Hydrogen Sulfide Reverses Aging-Associated Amygdalar Synaptic Plasticity and Fear Memory Deficits in Rats

As an endogenous neuromodulator, hydrogen sulfide (H(2)S) exerts multiple biological effects in the brain. Previous studies have shown that H(2)S is involved in the regulation of neural synaptic plasticity and cognition in healthy rodents. It is well known that there is a progressive decline of cognitive function that occurs with increased age. The purpose of this study was to investigate the role of H(2)S in aging-associated amygdalar synaptic plasticity and cued fear memory deficits as well as to explore the underlying mechanisms.
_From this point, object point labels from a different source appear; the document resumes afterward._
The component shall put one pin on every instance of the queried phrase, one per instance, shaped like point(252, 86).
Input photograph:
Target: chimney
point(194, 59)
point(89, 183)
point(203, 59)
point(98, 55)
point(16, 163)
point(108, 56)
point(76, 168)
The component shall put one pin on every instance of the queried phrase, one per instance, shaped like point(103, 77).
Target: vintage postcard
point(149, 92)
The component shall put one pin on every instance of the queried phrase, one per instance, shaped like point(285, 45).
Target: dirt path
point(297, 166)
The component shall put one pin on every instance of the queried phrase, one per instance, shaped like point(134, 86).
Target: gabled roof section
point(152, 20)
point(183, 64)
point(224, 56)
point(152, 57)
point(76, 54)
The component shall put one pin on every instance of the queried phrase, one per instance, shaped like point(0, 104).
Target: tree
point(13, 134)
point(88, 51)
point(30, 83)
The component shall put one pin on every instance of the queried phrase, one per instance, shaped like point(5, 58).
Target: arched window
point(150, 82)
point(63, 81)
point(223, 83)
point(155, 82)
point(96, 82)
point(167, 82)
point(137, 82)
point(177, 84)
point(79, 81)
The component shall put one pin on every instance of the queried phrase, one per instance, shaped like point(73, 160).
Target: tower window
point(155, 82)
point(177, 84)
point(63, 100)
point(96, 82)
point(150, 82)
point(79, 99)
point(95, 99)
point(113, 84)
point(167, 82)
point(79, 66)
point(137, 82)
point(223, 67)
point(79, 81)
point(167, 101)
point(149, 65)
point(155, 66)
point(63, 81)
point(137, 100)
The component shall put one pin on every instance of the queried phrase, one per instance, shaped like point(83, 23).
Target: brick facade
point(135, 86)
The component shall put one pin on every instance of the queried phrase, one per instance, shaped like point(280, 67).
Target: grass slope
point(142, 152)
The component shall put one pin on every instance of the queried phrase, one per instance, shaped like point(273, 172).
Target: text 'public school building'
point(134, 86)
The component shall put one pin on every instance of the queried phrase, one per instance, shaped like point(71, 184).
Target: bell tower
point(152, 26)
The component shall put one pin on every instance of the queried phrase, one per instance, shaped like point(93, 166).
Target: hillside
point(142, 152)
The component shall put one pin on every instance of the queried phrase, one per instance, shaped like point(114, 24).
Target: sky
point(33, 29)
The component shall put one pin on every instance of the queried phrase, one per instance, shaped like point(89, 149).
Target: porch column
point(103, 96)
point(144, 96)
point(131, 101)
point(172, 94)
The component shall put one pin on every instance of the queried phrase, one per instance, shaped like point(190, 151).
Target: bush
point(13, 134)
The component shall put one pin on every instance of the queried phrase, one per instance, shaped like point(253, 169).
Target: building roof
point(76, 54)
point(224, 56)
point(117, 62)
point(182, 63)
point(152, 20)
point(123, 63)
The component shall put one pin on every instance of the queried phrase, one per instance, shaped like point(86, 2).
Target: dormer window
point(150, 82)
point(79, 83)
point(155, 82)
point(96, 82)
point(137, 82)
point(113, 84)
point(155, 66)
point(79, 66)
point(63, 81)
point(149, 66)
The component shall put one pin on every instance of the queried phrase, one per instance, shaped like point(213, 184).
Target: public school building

We found that H(2)S levels in the amygdala were significantly lower in aged rats when compared with healthy adult rates, which displayed significant deficits in long-term potentiation (LTP) in the thalamo-lateral amygdala (LA) pathway and amygdala-dependent cued fear memory. Bath application of an H(2)S donor, sodium hydrogen sulfide (NaHS), significantly reversed the impaired LTP in brain slices from aged rats, and intra-LA infusion of NaHS restored the cued fear memory in aged rats. Mechanismly, we found that H(2)S treatment significantly enhanced NMDAR-mediated synaptic responses in the thalamo-LA pathway of aged rats. Notably, GluN2B-containing NMDARs, but not GluN2A-containing NMDARs, contributed to the effects of H(2)S on aging-associated impairments of amygdalar LTP and fear memory, because applying GluN2B antagonist could abolish the beneficial effects of NaHS treatment on amygdalar LTP and cognitive performance in aged rats. Collectively, these results show that H(2)S can reverse aging-associated amygdalar synaptic plasticity and fear memory deficits by restoring the function of GluN2B-containing NMDARs, suggesting that supplement of H(2)S might be a therapeutic approach for aging-related cognitive disorders.